Jaguar I-Pace Protects Road Users By Making Sounds

By Carprices TeamAugust 23rd 2022
Jaguar I-Pace Protects Road Users By Making Sounds
The technology Jaguar has used on the I-Pace to warn other road users of its presence is not as bad as it reads in the headline. It is actually a specifically developed audible signal that fits in all forthcoming global automotive legislation.
With no engine sound courtesy of its all-electric drivetrain, the Jaguar I-Pace required a new way to warn blind, visually impaired, and other vulnerable road users of its approach. The company understands then, that sneaking up on someone is not a very good habit. To that end, it came up with a new piece of clever tech.

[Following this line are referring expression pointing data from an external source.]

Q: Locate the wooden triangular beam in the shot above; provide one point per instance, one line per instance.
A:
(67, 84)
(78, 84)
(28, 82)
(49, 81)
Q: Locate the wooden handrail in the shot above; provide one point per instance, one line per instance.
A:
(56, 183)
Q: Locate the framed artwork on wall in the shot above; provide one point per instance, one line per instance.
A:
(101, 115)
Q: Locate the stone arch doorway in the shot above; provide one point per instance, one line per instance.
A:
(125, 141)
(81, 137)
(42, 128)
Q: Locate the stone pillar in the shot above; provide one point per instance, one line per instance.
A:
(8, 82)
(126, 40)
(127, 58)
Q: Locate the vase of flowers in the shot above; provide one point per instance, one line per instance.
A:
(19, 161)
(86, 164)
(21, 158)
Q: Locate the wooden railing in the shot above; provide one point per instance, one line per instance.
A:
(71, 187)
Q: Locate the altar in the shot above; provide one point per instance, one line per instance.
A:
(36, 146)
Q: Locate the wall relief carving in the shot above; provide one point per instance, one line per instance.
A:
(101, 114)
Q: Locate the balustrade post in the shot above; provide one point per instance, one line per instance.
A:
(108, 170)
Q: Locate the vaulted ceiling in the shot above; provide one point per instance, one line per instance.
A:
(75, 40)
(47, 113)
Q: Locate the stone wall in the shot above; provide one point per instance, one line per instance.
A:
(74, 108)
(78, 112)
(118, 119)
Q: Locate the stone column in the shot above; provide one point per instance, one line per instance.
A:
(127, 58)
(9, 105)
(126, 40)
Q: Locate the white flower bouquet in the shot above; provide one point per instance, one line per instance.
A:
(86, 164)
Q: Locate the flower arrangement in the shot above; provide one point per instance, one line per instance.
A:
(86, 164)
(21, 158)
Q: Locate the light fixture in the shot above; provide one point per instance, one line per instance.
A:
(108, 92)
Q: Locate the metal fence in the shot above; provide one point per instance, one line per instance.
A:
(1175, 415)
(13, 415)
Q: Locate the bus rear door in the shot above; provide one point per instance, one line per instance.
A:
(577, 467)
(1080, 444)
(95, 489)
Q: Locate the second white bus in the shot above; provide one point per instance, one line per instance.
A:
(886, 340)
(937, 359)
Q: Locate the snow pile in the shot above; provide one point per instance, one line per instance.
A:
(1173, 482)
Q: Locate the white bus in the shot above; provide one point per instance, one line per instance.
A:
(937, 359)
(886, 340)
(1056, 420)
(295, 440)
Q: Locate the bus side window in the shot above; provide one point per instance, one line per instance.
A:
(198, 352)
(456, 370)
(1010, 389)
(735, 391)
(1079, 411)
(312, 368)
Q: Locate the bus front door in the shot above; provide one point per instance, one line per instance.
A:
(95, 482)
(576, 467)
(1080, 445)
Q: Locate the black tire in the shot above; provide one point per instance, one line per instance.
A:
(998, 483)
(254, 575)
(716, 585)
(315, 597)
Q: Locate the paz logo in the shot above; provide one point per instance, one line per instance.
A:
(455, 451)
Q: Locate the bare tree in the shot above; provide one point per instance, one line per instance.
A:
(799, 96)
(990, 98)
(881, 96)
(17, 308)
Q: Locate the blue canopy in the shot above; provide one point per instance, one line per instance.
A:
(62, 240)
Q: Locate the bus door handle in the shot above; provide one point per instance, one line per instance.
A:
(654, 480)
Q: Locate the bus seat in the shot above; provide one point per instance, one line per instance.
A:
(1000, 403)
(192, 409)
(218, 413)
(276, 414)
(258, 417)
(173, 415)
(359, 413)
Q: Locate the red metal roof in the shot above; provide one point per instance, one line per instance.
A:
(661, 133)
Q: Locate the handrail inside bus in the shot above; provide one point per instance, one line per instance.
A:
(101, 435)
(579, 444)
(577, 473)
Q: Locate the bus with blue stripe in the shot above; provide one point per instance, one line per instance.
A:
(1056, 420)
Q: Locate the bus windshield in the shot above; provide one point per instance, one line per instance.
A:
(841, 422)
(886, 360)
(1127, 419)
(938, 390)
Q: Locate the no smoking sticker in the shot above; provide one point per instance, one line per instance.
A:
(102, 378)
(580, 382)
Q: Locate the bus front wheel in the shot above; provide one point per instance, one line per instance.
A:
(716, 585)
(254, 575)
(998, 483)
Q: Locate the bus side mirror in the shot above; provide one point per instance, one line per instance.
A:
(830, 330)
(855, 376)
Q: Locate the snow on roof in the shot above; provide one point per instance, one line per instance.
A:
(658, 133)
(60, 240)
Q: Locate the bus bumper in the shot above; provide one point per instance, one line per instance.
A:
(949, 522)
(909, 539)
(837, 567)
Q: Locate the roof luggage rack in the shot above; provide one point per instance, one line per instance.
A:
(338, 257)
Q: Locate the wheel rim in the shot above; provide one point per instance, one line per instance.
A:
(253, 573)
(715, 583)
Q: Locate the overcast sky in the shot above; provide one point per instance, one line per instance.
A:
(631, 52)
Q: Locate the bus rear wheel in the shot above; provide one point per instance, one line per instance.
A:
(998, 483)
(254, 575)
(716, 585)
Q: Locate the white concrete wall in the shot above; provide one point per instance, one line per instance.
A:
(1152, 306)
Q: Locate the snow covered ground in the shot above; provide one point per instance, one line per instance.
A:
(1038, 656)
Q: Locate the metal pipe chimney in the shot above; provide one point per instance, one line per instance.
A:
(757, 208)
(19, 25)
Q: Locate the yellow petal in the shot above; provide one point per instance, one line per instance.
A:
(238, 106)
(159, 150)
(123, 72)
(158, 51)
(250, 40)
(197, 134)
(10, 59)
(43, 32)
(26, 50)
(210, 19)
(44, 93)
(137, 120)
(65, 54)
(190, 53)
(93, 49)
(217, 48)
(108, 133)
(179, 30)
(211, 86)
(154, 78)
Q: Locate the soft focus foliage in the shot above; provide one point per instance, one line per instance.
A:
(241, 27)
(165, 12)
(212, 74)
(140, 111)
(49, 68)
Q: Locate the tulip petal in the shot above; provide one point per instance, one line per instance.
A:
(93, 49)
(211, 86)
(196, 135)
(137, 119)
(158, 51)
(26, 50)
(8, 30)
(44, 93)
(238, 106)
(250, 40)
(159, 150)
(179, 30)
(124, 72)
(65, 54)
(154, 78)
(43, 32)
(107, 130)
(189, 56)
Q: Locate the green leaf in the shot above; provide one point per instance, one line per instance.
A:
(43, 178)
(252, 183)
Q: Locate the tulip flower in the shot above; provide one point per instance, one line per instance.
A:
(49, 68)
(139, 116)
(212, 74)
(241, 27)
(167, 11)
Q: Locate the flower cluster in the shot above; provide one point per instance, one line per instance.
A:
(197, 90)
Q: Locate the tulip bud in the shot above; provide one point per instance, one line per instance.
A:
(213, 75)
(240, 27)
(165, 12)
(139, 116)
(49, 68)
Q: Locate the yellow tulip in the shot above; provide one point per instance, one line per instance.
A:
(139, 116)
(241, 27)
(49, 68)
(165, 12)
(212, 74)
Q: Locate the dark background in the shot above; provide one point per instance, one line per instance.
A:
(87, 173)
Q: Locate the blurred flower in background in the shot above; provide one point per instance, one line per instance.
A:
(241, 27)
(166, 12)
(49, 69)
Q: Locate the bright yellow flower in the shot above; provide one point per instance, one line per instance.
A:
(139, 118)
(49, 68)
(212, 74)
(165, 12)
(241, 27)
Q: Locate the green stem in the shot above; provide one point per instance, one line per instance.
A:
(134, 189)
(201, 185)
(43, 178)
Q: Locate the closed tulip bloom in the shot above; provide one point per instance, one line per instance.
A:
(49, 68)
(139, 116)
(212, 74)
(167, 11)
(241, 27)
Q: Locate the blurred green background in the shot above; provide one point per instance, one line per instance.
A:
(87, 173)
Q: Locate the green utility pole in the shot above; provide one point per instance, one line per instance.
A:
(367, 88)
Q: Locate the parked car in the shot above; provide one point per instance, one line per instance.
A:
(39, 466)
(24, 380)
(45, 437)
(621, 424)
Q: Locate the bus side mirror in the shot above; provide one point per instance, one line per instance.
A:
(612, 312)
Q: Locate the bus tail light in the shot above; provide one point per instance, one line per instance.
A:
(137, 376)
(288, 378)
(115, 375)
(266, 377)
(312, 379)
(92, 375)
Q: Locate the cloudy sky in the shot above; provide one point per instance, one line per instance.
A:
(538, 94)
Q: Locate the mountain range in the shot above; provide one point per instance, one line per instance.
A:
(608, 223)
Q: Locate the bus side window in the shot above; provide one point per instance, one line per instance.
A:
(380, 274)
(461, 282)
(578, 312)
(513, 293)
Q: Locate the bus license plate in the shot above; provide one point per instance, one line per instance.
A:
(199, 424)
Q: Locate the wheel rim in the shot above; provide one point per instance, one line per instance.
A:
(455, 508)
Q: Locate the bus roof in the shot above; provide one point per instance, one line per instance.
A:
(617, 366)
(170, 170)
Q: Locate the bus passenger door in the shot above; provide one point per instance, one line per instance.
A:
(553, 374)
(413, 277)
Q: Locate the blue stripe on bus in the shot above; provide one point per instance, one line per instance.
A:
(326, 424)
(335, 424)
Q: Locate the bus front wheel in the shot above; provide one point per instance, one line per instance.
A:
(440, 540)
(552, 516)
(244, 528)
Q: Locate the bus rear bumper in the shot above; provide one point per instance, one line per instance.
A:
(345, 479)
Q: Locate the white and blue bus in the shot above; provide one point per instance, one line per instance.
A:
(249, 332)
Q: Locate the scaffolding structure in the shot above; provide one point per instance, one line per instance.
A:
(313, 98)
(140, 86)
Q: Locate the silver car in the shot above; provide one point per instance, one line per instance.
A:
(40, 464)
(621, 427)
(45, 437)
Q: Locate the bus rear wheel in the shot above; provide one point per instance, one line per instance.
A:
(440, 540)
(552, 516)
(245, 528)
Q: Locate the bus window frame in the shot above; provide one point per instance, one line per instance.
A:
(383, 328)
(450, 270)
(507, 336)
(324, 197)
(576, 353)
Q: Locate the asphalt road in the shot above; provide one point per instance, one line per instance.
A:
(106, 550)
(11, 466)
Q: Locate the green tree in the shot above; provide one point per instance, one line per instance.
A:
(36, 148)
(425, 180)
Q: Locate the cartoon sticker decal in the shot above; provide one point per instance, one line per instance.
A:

Jaguar has designed a unique Audible Vehicle Alert System (AVAS) for its first EV. AVAS meets and exceeds all forthcoming global legislation. The Jaguar I-Pace produces a sound that can be heard at speeds up to 20kph and exceeds the 56dB (A) minimum threshold specified by the forthcoming Euro legislation for all EVs effective from July 2019. The European legislation is the strictest in the world.
The I-Pace's sound was tested by members of the Guide Dogs for the Blind charity, UK's leading initiative for people affected by sight loss, as part of the testing performed by Jaguar. This test also marks the beginning of a relationship between the automaker and the charity.
Ian Suffield, Jaguar NVH (Noise, Vibration, Harshness) Technical Specialist elaborated on the AVAS technology, saying: “The absence of traditional engine noise from electric vehicles creates a problem for vulnerable pedestrians, such as the blind or visually impaired. This is especially true at low speeds in town centres and car parks. We developed the Audible Vehicle Alert System for the I-Pace to ensure the safety of all road users.”
Jaguar engineers worked for four years to come up with a soundtrack that is audible yet unintrusive and cannot be heard from inside the car. The design engineers tested the sound in a variety of environments, including an anechoic chamber (echo-free chamber). The sound was also tested in various urban scenarios for the best effect. The final audio is emitted from a speaker located behind the front grille and can be heard in every direction. It cannot be disengaged.
The system increases the pitch and volume of the sound in line with the speed of the vehicle. Additionally, if the I-Pace is reversing, the sound is accompanied by an additional tone that signals the change in direction. AVAS does not need to function at high speeds as there is sufficient wind and tyre noise for pedestrians to hear the EV approach.